Greg is a mixed media artist from Kildare who predominately works with cardboard. Greg's most recent project deals with drawing onto double corrugate cardboard with pen, pencil and markers as he focuses on the magical and mystical prehistoric monuments that attract, confuse and demand respect.

 

 

I create artwork from recycled double corrugated cardboard. The cardboard I use mostly comes from shops and stores but also from friends and family. Using such a ubiquitous material I am conscious of reusing and reintegrating this material into the literal idea of transport (cardboard boxes transporting products) but also psychologically through our ancestors structures.

Once I photograph these structures (after I make a journey of visiting these amazing sites around Ireland) I then choose cardboard that best suits the chosen image and begin drawing and mapping out the subject. Then I begin to cut and slice the material with scalpels as I wrestle with the materials rigidity as I try to reveal it's inner space.

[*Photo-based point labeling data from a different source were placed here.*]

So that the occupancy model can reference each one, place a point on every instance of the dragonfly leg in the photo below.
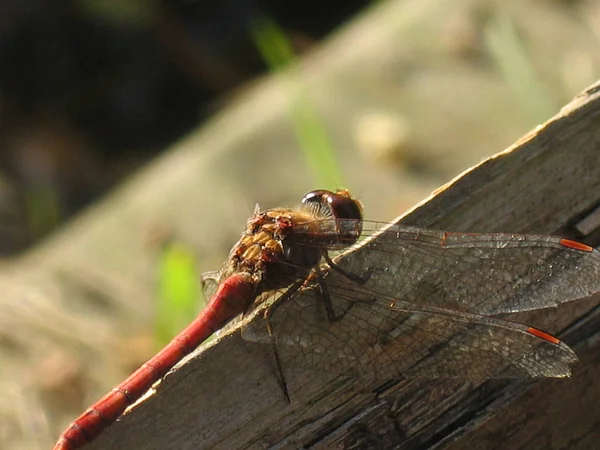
(273, 338)
(360, 279)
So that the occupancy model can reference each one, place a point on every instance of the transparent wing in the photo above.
(486, 274)
(386, 338)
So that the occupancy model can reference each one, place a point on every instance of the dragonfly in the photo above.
(434, 308)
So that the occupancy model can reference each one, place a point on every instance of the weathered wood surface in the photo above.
(227, 396)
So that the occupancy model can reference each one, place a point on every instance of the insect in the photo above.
(447, 287)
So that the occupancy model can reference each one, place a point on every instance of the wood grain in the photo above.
(226, 395)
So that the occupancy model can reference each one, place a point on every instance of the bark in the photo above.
(227, 395)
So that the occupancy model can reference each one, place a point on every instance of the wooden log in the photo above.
(226, 395)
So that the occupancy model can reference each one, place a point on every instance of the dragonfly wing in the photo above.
(487, 274)
(386, 338)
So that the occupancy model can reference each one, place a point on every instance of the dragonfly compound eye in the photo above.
(340, 206)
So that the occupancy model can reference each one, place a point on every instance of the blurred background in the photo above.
(166, 121)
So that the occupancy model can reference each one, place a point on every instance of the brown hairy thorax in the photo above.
(265, 252)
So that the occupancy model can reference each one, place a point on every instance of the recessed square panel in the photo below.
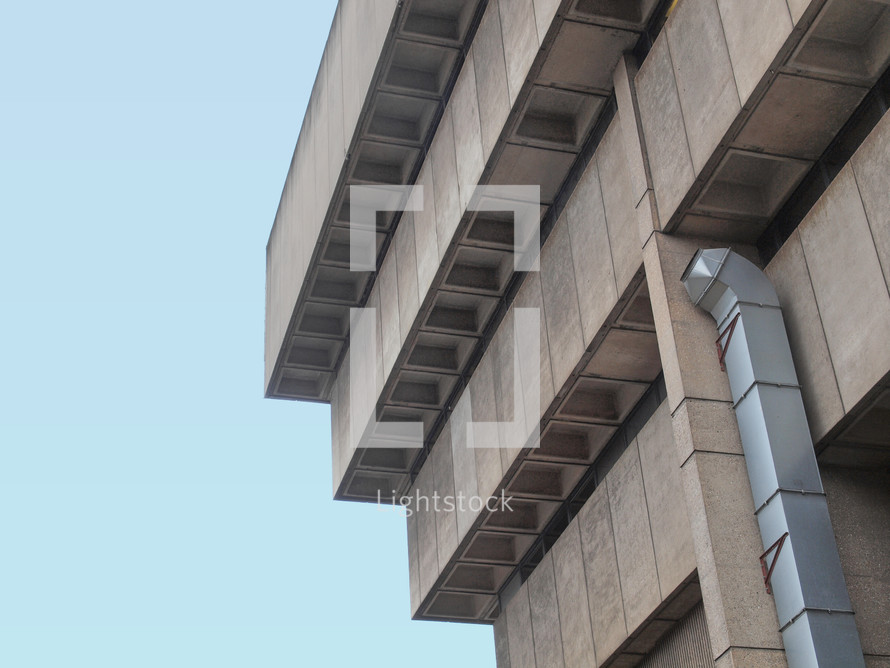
(572, 442)
(323, 320)
(600, 400)
(750, 185)
(439, 352)
(533, 166)
(443, 21)
(627, 355)
(303, 384)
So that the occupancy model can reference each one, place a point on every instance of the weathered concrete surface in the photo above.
(790, 276)
(707, 89)
(847, 282)
(859, 504)
(633, 538)
(591, 257)
(669, 524)
(491, 77)
(561, 303)
(770, 20)
(574, 607)
(520, 41)
(468, 147)
(545, 615)
(670, 160)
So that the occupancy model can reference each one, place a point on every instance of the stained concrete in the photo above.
(770, 20)
(871, 164)
(633, 538)
(707, 89)
(489, 469)
(445, 183)
(427, 549)
(468, 135)
(727, 541)
(426, 244)
(857, 306)
(621, 219)
(388, 288)
(464, 461)
(798, 116)
(670, 160)
(790, 276)
(574, 607)
(501, 641)
(443, 479)
(530, 295)
(631, 129)
(491, 77)
(859, 504)
(545, 11)
(413, 564)
(705, 425)
(520, 41)
(406, 265)
(686, 335)
(669, 524)
(591, 255)
(545, 615)
(519, 631)
(601, 568)
(561, 303)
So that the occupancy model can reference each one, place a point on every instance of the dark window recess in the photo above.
(820, 176)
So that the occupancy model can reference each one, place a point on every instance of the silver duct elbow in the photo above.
(814, 610)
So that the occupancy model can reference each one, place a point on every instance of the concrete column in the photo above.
(742, 622)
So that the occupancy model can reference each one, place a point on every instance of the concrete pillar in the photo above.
(742, 622)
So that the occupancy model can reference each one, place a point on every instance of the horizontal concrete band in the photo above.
(385, 73)
(462, 260)
(620, 576)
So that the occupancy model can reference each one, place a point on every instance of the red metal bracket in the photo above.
(768, 572)
(722, 348)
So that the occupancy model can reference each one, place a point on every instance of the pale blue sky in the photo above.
(154, 509)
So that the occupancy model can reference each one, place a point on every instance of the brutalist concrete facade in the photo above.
(651, 129)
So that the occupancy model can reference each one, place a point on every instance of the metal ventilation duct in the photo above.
(801, 562)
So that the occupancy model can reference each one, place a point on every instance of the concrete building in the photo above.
(648, 467)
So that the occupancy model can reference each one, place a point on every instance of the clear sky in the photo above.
(155, 510)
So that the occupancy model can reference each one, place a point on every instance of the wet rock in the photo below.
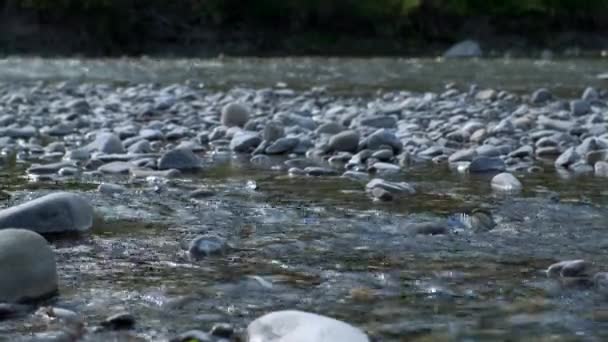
(579, 107)
(193, 336)
(245, 141)
(541, 96)
(207, 245)
(601, 169)
(179, 159)
(116, 168)
(106, 143)
(347, 141)
(55, 213)
(464, 49)
(234, 114)
(568, 268)
(222, 330)
(111, 189)
(119, 321)
(282, 145)
(486, 164)
(569, 157)
(506, 182)
(302, 327)
(392, 187)
(27, 266)
(273, 131)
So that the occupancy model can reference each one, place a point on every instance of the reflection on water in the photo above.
(339, 74)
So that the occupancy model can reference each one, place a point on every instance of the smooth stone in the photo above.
(579, 107)
(486, 164)
(106, 143)
(116, 168)
(111, 189)
(194, 336)
(119, 321)
(299, 326)
(320, 171)
(567, 158)
(347, 141)
(55, 213)
(384, 137)
(462, 155)
(142, 173)
(392, 187)
(273, 131)
(38, 169)
(541, 96)
(429, 228)
(464, 49)
(206, 245)
(27, 266)
(505, 182)
(234, 114)
(282, 145)
(379, 121)
(601, 169)
(568, 268)
(179, 159)
(245, 141)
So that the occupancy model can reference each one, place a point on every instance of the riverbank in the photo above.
(182, 29)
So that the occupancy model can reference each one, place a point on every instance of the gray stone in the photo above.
(384, 137)
(180, 159)
(579, 107)
(27, 266)
(486, 164)
(206, 245)
(347, 141)
(234, 114)
(283, 326)
(567, 158)
(55, 213)
(379, 121)
(106, 143)
(116, 168)
(601, 169)
(464, 49)
(506, 182)
(273, 131)
(541, 96)
(282, 145)
(245, 141)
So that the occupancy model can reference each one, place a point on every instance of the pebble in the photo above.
(506, 182)
(292, 325)
(59, 212)
(27, 266)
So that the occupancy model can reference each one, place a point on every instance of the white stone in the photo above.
(298, 326)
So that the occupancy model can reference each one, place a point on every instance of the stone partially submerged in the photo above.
(27, 266)
(60, 212)
(292, 325)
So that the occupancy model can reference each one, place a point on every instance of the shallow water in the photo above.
(320, 244)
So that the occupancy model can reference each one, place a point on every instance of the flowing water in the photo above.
(320, 244)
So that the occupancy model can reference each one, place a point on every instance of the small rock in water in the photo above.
(119, 321)
(179, 159)
(487, 164)
(301, 326)
(234, 114)
(206, 245)
(193, 336)
(27, 266)
(506, 182)
(568, 268)
(55, 213)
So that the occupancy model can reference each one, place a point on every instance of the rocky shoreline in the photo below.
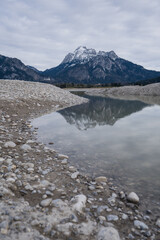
(140, 91)
(41, 195)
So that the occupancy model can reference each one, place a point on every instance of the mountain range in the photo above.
(82, 67)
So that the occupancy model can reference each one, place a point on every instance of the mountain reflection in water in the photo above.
(100, 111)
(120, 141)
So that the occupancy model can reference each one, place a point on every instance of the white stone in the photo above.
(158, 222)
(9, 144)
(72, 169)
(62, 156)
(74, 175)
(25, 147)
(132, 197)
(46, 202)
(10, 180)
(108, 233)
(124, 216)
(140, 225)
(1, 160)
(113, 218)
(80, 202)
(101, 179)
(64, 161)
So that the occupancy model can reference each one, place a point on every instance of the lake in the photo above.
(119, 139)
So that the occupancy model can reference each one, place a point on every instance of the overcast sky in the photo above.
(42, 32)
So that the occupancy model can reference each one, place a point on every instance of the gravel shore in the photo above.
(149, 93)
(41, 195)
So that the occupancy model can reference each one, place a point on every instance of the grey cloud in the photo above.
(42, 32)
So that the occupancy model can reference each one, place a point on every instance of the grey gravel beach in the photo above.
(42, 196)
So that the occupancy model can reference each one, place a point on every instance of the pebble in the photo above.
(74, 175)
(25, 147)
(101, 179)
(132, 197)
(124, 216)
(140, 225)
(108, 233)
(46, 202)
(80, 202)
(9, 144)
(113, 218)
(62, 156)
(158, 222)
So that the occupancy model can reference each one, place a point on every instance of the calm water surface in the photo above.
(116, 138)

Once I am happy with the subject matter I then frame the cardboard artworks myself with 2.1cm x 2.1cm pine molds. This helps to support and protect the material and give the weakened sides of the material strength (by revealing the materials inner space I weaken its rigidity). I then reinforce the frame by screwing in angle brackets to each corner. Initially the angle brackets were added for aesthetics to highlight the idea of these pieces being in transit literally and figuratively but as time went on I realised that this addition became a crucial part of its actual durability and protection. 

"The Druids associated the evergreen pine with the coming of the sun after the dark winter. Together with the yew tree, it was one of the twins of the Winter Solstice. The yew represented the death of the old while the pine embodied the birth of the new."

 

The artwork has a sculptural presence in the space it occupies as it plays with the inner and outer surfaces pulling the viewer in and pushing them away. For me the structures and the material have an inherent connection with one another because the material and the structures are both hidden in plain view and are also taken for granted while both contain an inner power and beauty.

Looking at our ancestors' prehistoric structures that dot our green isle, such as ringforts, dolmens, and stone circles, for me gives hope, strength and power. These structures act as a portal to our ancestors through these "technologies" but also act as a gateway to our relatives that had to leave Ireland for one reason or another throughout the centuries.